Das wurde gemacht. Dieser Sicherheitsverbund ist an der Arbeit. Jetzt kommt die Motion. Ich möchte den Vorwurf nicht auf uns sitzenlassen, dass wir hier nicht vorwärtsgemacht hätten. Beteiligt am Projekt sind eben neben den privaten Firmen die Kantone, dann vor allem die Helikopterfirmen, die Spitäler und die Luftwaffe. Diese Akteure müssen zusammen herausfinden, wie sie dieses Projekt betreiben wollen und, vor allem, wer was bezahlt.
Auch wenn man sagt, es sei eine kritische Infrastruktur, heisst das nicht automatisch, dass der Bund einfach das Geld in die Hand nimmt. Der Bund ist aber bereit - das haben wir in der Stellungnahme zur Motion auch betont -, hier einen Beitrag zu leisten. Es ist dann sicher die Luftwaffe, die ganz direkt davon profitiert. Das Subventionsgesetz ist nicht irgendwie ein Alibigesetz, sondern es ist so, Sie wissen das: Überall, wo der Bund Subventionen spricht, braucht er eine entsprechende rechtliche Grundlage. [PAGE 330]
Ich muss das einfach klären, weil der Unterton ein bisschen der ist, dass das UVEK oder das BAZL hier nicht vorwärtsgemacht hätten. Ich würde sagen, diejenigen, die wirklich gearbeitet haben, sind die Leute vom BAZL. Es müssen jetzt aber in diesem Sicherheitsverbund von Bund und Kantonen die rechtlichen und finanziellen Fragen geklärt werden. Da sind die entsprechenden Leute dabei; sie sind auch an der Arbeit.
Sie können diese Motion gerne annehmen. Sie werden aber um die Klärung dieser Fragen nicht herumkommen. Deshalb können Sie die Motion auch ablehnen. Das ändert eigentlich nichts, wenn ich mir erlauben darf, das so zu sagen. Das, was das BAZL tun muss, macht das BAZL auch. Das Projekt wird bis Ende Jahr fertig. Dann weiss man, wie man vorgehen muss, dann weiss man auch, wie die Kosten berechnet werden müssen. Soweit es heute möglich ist, kann dieses Netzwerk bereits genutzt werden.

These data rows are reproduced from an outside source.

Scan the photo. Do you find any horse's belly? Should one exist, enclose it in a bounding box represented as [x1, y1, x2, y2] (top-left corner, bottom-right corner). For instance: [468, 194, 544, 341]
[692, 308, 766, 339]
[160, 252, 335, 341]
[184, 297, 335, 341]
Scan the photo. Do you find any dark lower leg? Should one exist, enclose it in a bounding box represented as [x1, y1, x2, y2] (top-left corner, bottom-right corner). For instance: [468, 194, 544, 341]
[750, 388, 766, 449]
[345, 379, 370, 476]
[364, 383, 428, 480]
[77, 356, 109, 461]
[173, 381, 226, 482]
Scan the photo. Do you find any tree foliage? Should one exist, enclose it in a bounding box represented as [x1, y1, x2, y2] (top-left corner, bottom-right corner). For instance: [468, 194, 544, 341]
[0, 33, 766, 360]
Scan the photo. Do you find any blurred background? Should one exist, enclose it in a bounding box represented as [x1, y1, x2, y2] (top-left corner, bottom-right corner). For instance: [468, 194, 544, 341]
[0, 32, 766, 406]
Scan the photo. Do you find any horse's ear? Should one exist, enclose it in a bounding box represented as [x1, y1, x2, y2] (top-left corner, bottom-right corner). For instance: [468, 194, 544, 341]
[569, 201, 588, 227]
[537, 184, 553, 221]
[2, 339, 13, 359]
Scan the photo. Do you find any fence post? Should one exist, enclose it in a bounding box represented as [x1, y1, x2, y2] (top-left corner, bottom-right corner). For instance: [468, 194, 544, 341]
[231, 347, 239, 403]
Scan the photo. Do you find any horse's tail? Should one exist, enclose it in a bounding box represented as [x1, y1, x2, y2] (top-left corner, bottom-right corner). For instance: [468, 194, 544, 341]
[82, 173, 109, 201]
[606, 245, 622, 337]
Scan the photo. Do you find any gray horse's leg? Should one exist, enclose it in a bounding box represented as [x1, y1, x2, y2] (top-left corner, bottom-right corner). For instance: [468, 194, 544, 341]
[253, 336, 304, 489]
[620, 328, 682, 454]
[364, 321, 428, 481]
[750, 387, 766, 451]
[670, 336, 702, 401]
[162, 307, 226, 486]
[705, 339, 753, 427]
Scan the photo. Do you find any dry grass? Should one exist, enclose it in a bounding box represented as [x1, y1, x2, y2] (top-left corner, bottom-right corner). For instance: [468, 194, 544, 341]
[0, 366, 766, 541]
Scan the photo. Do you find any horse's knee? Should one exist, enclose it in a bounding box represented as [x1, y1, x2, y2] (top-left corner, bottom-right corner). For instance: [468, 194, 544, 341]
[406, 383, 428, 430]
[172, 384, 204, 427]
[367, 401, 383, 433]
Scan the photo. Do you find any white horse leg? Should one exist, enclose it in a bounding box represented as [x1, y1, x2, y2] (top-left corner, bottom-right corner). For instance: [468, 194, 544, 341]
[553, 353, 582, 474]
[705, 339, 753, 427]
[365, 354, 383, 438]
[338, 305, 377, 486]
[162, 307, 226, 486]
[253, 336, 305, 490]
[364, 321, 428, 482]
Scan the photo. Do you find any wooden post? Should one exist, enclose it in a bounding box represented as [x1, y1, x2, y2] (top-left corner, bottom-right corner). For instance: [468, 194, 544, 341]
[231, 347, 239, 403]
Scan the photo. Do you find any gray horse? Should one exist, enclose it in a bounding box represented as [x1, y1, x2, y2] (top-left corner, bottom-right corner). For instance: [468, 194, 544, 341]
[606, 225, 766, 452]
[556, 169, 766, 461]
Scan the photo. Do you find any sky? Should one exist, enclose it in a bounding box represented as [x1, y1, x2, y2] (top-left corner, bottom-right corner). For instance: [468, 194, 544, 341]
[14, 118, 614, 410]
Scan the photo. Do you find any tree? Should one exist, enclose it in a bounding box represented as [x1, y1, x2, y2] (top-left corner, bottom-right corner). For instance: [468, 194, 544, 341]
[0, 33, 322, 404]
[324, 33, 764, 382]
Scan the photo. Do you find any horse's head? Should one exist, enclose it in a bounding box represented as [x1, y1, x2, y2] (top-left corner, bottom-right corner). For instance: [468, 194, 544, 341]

Aber Sie werden um den Sicherheitsverbund - dort klären Bund und Kantone diese Fragen zusammen - nicht herumkommen. Dort ist das UVEK zwar nicht vertreten, wir arbeiten aber zusammen. Das UVEK klärt die technischen Vorgaben. Es klärt, was wie gemacht werden kann. Die beteiligten Akteure klären die rechtlichen und finanziellen Fragen. Je schneller man sich dort im Sicherheitsverbund einig wird und diese Fragen klärt, desto schneller kommt dieses Projekt. Dann kann es auch wirklich finalisiert und in dem Sinne gebraucht werden, wie es jetzt auch verschiedene von Ihnen auf sehr verständliche Art und Weise ausgeführt haben.

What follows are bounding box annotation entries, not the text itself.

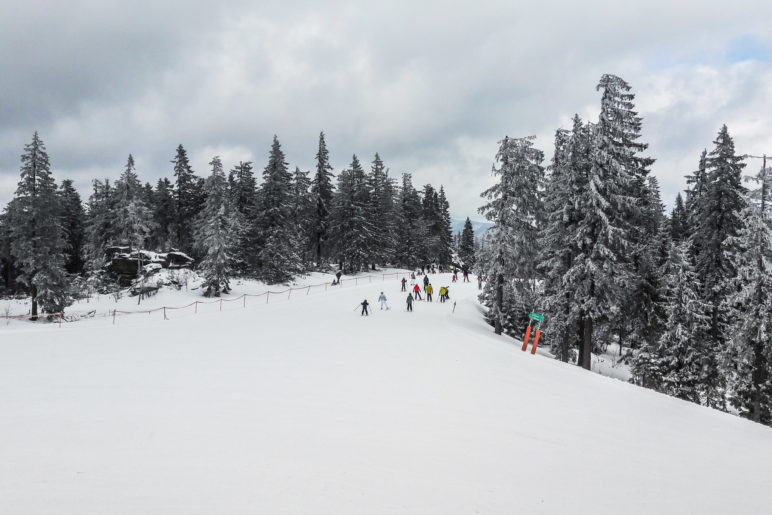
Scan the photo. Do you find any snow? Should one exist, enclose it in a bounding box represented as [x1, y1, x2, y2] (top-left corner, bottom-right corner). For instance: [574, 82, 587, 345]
[0, 274, 772, 515]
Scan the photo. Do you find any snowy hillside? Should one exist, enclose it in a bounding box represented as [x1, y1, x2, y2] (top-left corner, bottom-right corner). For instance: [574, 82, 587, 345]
[0, 274, 772, 515]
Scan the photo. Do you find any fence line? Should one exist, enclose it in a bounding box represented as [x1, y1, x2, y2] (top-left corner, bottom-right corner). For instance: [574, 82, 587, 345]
[0, 272, 404, 327]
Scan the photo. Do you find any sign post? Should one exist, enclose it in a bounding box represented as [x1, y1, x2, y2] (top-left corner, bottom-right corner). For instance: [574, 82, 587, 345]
[522, 313, 544, 354]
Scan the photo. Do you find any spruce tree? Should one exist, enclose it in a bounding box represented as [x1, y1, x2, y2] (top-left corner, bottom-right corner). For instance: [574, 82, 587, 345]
[670, 192, 690, 243]
[311, 132, 333, 267]
[539, 121, 592, 362]
[566, 75, 651, 370]
[367, 153, 395, 269]
[437, 185, 454, 265]
[172, 145, 205, 253]
[8, 132, 68, 320]
[59, 179, 86, 274]
[658, 242, 708, 403]
[258, 136, 303, 283]
[458, 216, 475, 268]
[195, 157, 241, 297]
[150, 178, 177, 250]
[86, 179, 116, 272]
[395, 173, 422, 268]
[692, 125, 746, 408]
[728, 179, 772, 425]
[111, 154, 156, 277]
[228, 161, 261, 273]
[480, 136, 544, 334]
[331, 155, 374, 272]
[292, 167, 316, 268]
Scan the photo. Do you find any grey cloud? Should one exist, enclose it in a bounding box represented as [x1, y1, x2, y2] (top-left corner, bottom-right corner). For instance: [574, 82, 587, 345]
[0, 0, 772, 216]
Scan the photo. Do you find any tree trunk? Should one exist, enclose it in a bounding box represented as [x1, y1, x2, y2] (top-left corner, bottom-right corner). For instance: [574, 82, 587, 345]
[494, 274, 504, 334]
[579, 316, 592, 370]
[576, 314, 584, 367]
[31, 284, 38, 321]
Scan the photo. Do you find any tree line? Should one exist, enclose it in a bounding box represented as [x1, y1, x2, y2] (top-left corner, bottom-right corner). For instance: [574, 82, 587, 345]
[478, 75, 772, 424]
[0, 132, 458, 308]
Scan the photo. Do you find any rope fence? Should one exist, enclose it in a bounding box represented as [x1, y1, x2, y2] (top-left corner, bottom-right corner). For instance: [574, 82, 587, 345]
[0, 272, 405, 327]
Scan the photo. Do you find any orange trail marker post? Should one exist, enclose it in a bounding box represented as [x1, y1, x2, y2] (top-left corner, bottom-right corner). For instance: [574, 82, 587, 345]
[523, 322, 531, 352]
[531, 328, 541, 354]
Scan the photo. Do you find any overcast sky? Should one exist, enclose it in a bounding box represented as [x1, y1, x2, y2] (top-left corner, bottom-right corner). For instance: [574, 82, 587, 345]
[0, 0, 772, 219]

Es geht nicht darum, ob man für oder gegen das Projekt ist. Im Föderalismus müssen, vor allem, wenn noch Private dabei sind, diese Fragen geklärt werden. Es sind eben relativ viele Nutzer. Am Schluss sind es die Spitäler, die Kranken- und Unfallversicherungen, die für die Patientinnen und Patienten bezahlen. Die Kantone sind auch noch für den Katastrophenschutz zuständig. Es sind diese verschiedenen Aufgaben. Alle diese Akteure möchten dieses Netz nutzen. Sie müssen sich zusammenschliessen und, gerne möglichst rasch, eine gute Antwort auf die noch offenen Fragen finden.
In diesem Sinne können Sie die Motion wirklich annehmen. Sie werden aber nicht darum herumkommen, diese Klärungen vorzunehmen, wie das in unserem Land bei der Zusammenarbeit üblich ist.